After multiple follow-ups, long holds, sincere apologies, and escalating case numbers, I finally received an email informing me that I could, in essence, go pound sand. The free keyboard offer was only applicable if it had been part of the original order.

It’s been two weeks since that final answer. I am still thinking about that keyboard. Engaged in a what-if trap.

Here’s the thing: I don’t need the keyboard. I have no use for it. I don’t even want it. But I have now fallen into the far more dangerous trap of standing up for principle.

If the first agent had told me I didn’t qualify, I would have walked away. Case closed. Sure, I might have spent a few minutes berating myself for not adding the accessory in the first place, but I would have gotten over it. Instead, the idea was introduced, encouraged, and briefly made to feel possible, then withdrawn.

And that’s where things went sideways.

“The pain of losing is psychologically about twice as powerful as the pleasure of gaining.” Daniel Kahneman

Psychology explains this rather inconveniently well. If something is completely out of reach, we tend not to care. But when we think it could be ours, especially when someone reaches out to offer it, then reneges, the loss hits harder than logic would suggest.

This is loss aversion at work. Once something feels possible, or briefly ours, the brain treats its removal as a loss rather than a neutral outcome. Losses hurt more than gains feel good.

But even more than loss aversion, what keeps this ridiculous keyboard alive in my head is another familiar psychological culprit: what-ifs.

Behavioral scientists call this counterfactual thinking—mentally constructing alternatives to events that have already happened. What if I had clicked one more checkbox? If only I hadn’t rushed. What if that first agent had been right?

These thoughts show up most intensely when an outcome was close, personally relevant, and contingent on a tiny change. Missing a flight by five minutes hurts more than missing it by an hour. Being offered something and having it withdrawn hurts more than never being offered at all.

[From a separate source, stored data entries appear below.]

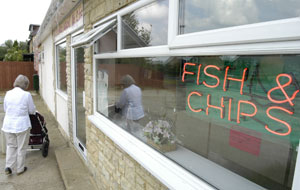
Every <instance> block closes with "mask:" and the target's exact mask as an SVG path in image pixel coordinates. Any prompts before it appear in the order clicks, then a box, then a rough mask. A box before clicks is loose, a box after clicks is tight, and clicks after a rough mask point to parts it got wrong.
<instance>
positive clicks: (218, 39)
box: [169, 0, 300, 51]
mask: <svg viewBox="0 0 300 190" xmlns="http://www.w3.org/2000/svg"><path fill="white" fill-rule="evenodd" d="M179 1H180V0H176V1H172V7H171V8H170V9H169V11H170V14H171V15H170V17H169V18H176V19H174V20H173V22H172V25H170V26H172V28H171V33H170V38H171V39H170V41H169V47H170V49H178V48H186V47H205V46H206V47H207V46H208V47H210V46H223V45H239V44H249V43H252V44H253V43H264V42H266V43H268V42H280V41H288V40H300V19H299V18H300V16H299V17H294V18H289V19H280V20H275V21H268V22H260V23H254V24H247V25H239V26H233V27H226V28H219V29H213V30H207V31H200V32H194V33H187V34H181V35H179V34H178V27H179V26H178V21H179V18H178V16H179ZM174 21H175V22H174ZM266 28H267V30H268V31H272V32H270V33H266V32H265V31H266ZM287 28H288V30H287ZM287 31H288V32H287ZM282 34H285V35H282ZM265 49H267V47H266V48H265ZM244 50H245V51H246V50H247V48H245V49H244Z"/></svg>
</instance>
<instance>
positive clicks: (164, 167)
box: [88, 115, 215, 190]
mask: <svg viewBox="0 0 300 190" xmlns="http://www.w3.org/2000/svg"><path fill="white" fill-rule="evenodd" d="M88 119H89V120H90V121H91V122H92V123H93V124H94V125H95V126H96V127H97V128H98V129H100V130H101V131H102V132H103V133H104V134H106V135H107V136H108V137H109V138H110V139H111V140H113V142H114V143H116V144H117V145H118V146H119V147H120V148H122V149H123V150H124V151H125V152H126V153H127V154H129V155H130V156H131V157H132V158H133V159H135V160H136V161H137V162H138V163H139V164H141V165H142V166H143V167H144V168H145V169H146V170H147V171H149V172H150V173H151V174H152V175H153V176H155V177H156V178H157V179H158V180H160V181H161V182H162V183H163V184H165V185H166V186H167V187H168V188H170V189H186V190H187V189H195V190H196V189H197V190H212V189H215V188H213V187H212V186H210V185H209V184H207V183H206V182H204V181H202V180H200V179H199V178H197V177H195V176H194V175H192V174H191V173H190V172H188V171H186V170H185V169H183V168H182V167H180V166H178V165H177V164H175V163H174V162H172V161H171V160H169V159H168V158H166V157H165V156H163V155H162V154H160V153H159V152H157V151H155V150H154V149H152V148H151V147H149V146H148V145H146V144H144V143H143V142H141V141H140V140H138V139H137V138H135V137H134V136H132V135H130V134H129V133H128V132H126V131H124V130H123V129H121V128H120V127H118V126H116V125H115V124H114V123H112V122H111V121H109V120H108V119H106V118H104V117H97V116H95V115H91V116H89V117H88Z"/></svg>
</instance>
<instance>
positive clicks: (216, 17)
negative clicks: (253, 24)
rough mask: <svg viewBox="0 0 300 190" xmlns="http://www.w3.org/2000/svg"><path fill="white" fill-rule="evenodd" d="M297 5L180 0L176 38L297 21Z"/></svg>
mask: <svg viewBox="0 0 300 190" xmlns="http://www.w3.org/2000/svg"><path fill="white" fill-rule="evenodd" d="M299 11H300V1H295V0H285V1H270V0H252V1H248V0H232V1H219V0H210V1H206V0H197V1H193V0H180V11H179V15H180V17H179V27H178V30H179V31H178V33H179V34H186V33H192V32H199V31H205V30H212V29H218V28H226V27H232V26H239V25H246V24H253V23H259V22H266V21H273V20H280V19H287V18H293V17H299Z"/></svg>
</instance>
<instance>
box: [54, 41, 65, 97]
mask: <svg viewBox="0 0 300 190" xmlns="http://www.w3.org/2000/svg"><path fill="white" fill-rule="evenodd" d="M56 48H57V55H58V57H57V88H58V89H60V90H62V91H64V92H65V93H67V73H66V55H67V53H66V43H62V44H59V45H57V46H56Z"/></svg>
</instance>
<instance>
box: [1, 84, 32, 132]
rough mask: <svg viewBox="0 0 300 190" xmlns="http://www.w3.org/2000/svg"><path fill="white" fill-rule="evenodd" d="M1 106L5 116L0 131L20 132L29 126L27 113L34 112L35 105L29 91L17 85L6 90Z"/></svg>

This isn’t a character flaw. It’s how the brain learns. Counterfactuals evolved to help us refine future behavior by simulating alternate paths. The problem is that the same mechanism that helps us learn can also trap us in regret.

It’s like watching a replay of a game your favorite sports team lost, convinced that this time, something pivotal might change.

Psychologists distinguish between two kinds of what-ifs:

  • Upward counterfactuals (If only…”), which are linked to regret, sadness, and rumination.
  • Downward counterfactuals (“At least…”), which can increase gratitude and emotional resilience.

Like most of my what-ifs driving regret and rumination, my keyboard saga is clearly an upward one.

I’m learning to recognize when I’m in what-if mode and trying my best to replace the “What if?” with “I’m here now.” I hope that would drag my reluctant brain to the present, since rehearsing the past has, in my extensive experience, never fixed anything.

My Plan B, if my mind refuses to acknowledge the futility of spiraling in what-if cycles, is to consciously postpone the rumination. I tell myself: Between 5:00 and 5:15 pm today, we’ll deal with this. Not now. Treating my brain like a pesky relative—not never, but later—has proven surprisingly effective.

 And by the time later arrives, there are usually newer, shinier what-ifs waiting for attention, often about things that matter far more than a free keyboard I never needed in the first place.